Anatomy of the Upper Rib Joints
The first and second ribs are the most superior ribs of the thoracic cage, and their anatomical relationships make them uniquely relevant to cervical and shoulder function. The first rib articulates with the body of T1 at the costovertebral joint and with the transverse process of T1 at the costotransverse joint — the only rib that articulates with a single vertebral level. Superiorly, the scalene muscles — anterior scalene inserting on the scalene tubercle of the first rib, middle scalene inserting on the superior surface of the first rib, and posterior scalene on the second rib — connect the first and second ribs directly to the cervical transverse processes. The subclavian artery and the trunks of the brachial plexus pass between the anterior and middle scalenes immediately above the first rib.

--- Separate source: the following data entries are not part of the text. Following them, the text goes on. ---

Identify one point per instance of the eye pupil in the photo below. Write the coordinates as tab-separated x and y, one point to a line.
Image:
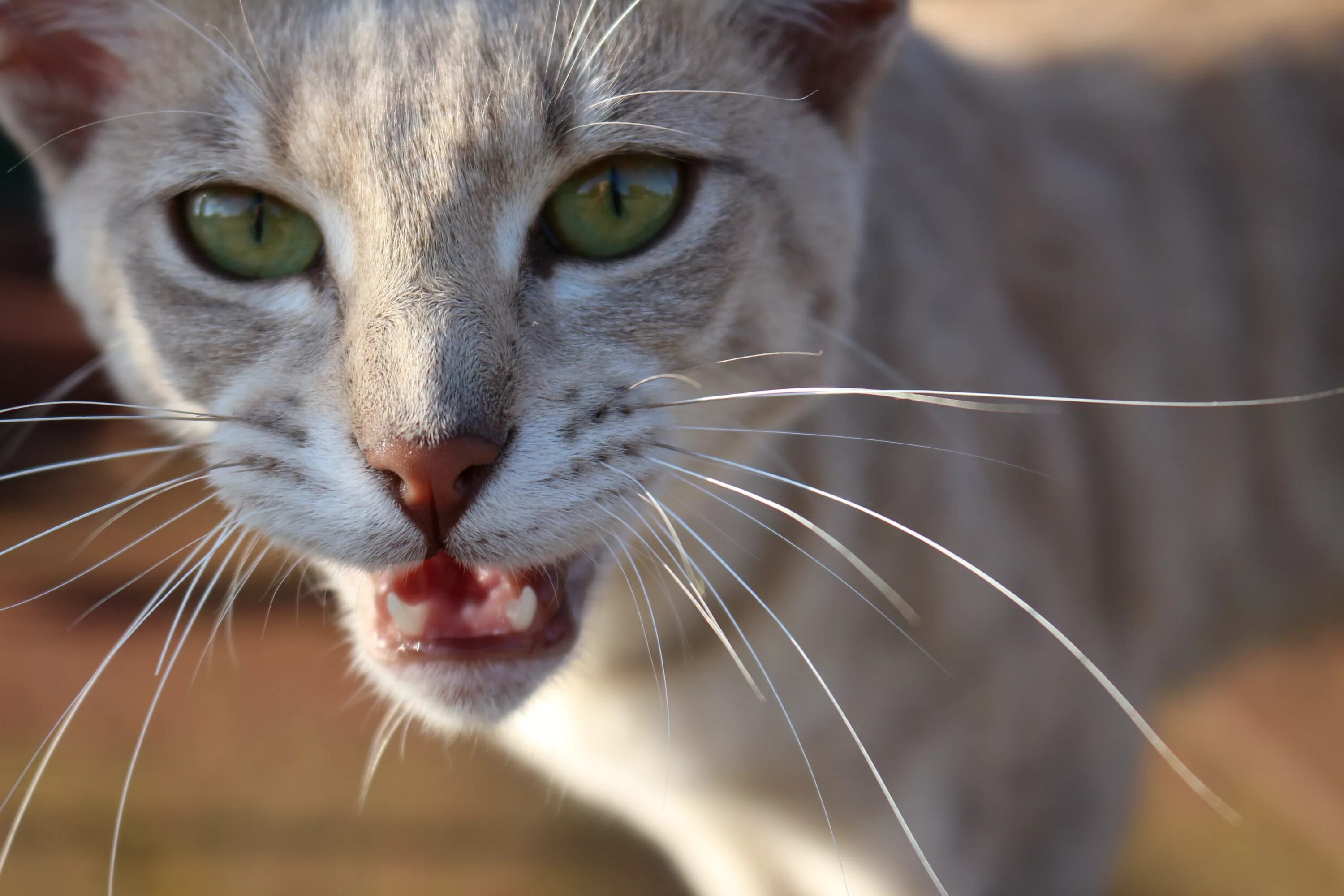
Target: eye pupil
616	206
258	218
250	234
617	201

Restriction of the first costovertebral or costotransverse joint — reducing the pump-handle elevation of the first rib during inspiration — places the scalenes under increased mechanical demand as they attempt to generate the same thoracic expansion against a restricted rib. This compresses the scalene interval, potentially contributing to thoracic outlet symptoms, and simultaneously loads the cervical attachments of the scalenes, generating neck pain and restricted cervical rotation toward the restricted side.
How Rib Restriction Produces Neck Pain
Several distinct mechanisms link upper rib restriction to cervical symptoms. Scalene overloading: as described above, restriction of the upper rib forces the scalenes to work harder during breathing and cervical stabilisation. The scalenes are already one of the most consistently overloaded muscle groups in upper chest breathers and stressed individuals; any additional mechanical disadvantage from restricted rib mobility amplifies this overloading. Active trigger points in the scalenes refer pain to the lateral neck, clavicle, upper chest, and arm — a pattern frequently misattributed to cervical radiculopathy or rotator cuff pathology.
Segmental facilitation at T1: restriction of the T1-first rib articulation sensitises the T1 spinal segment through sustained mechanoreceptor input from the restricted joint. Through the principle of convergence at the dorsal horn, facilitated segments amplify the pain experience from adjacent structures — the C8 and T1 nerve roots, the T1 dermatomal distribution of the medial arm and ring and little fingers, and the local paraspinal musculature. This can produce a clinical picture resembling C8 radiculopathy or ulnar nerve involvement without any vertebral disc or foraminal pathology.
The first rib elevation test: With the patient supine, palpate the superior surface of the first rib just posterior to the clavicle (accessible in the posterior triangle of the neck between the SCM and upper trapezius). Compare the resting position bilaterally — an elevated first rib on one side (sitting more superiorly) compared to the other suggests a restricted, "stuck" first rib. Passive downward pressure on the elevated side while the patient gently rotates the neck toward that side is a provocative test: reproduction of familiar neck, shoulder, or arm symptoms confirms the first rib as a contributing structure.
Clinical Presentation
Neck pain with upper rib restriction typically presents as ipsilateral suboccipital and upper trapezius tension, restricted cervical rotation toward the restricted side, and sometimes anterior neck tightness. In patients with a thoracic outlet component, symptoms may include ipsilateral arm fatigue, heaviness, or paresthesia with overhead activity. Deep inspiration may reproduce upper chest or clavicular pain. The restriction is often unilateral and consistent with a history of one-sided carrying, habitual contralateral neck rotation at a screen, or prior cervical or shoulder injury.
Treatment
Manual treatment of upper rib restriction includes posterior-to-anterior or lateral mobilisation of the first costotransverse joint (with the patient in supine or side-lying), muscle energy technique using the scalenes as the mobilising force, and soft tissue release of the scalenes and first rib attachments. This must be performed with care given the proximity of the subclavian artery and brachial plexus — gentle, graded forces are appropriate. Following mobilisation, diaphragmatic breathing retraining reduces the compensatory demand on the scalenes and helps prevent recurrence. Cervical stabilisation work and posture modification address the mechanical environment perpetuating the restriction.
References & Further Reading
- Roos DB. Thoracic outlet syndrome is underdiagnosed. Muscle Nerve. 1999;22(1):126–129.
- Travell JG, Simons DG. Myofascial Pain and Dysfunction: The Trigger Point Manual, Vol. 1. Williams & Wilkins; 1983.
- Kahkeshani K, Ward PJ. Connection between the spinal cord and the upper cervical muscles. Anat Sci Int. 2012;87(1):21–28.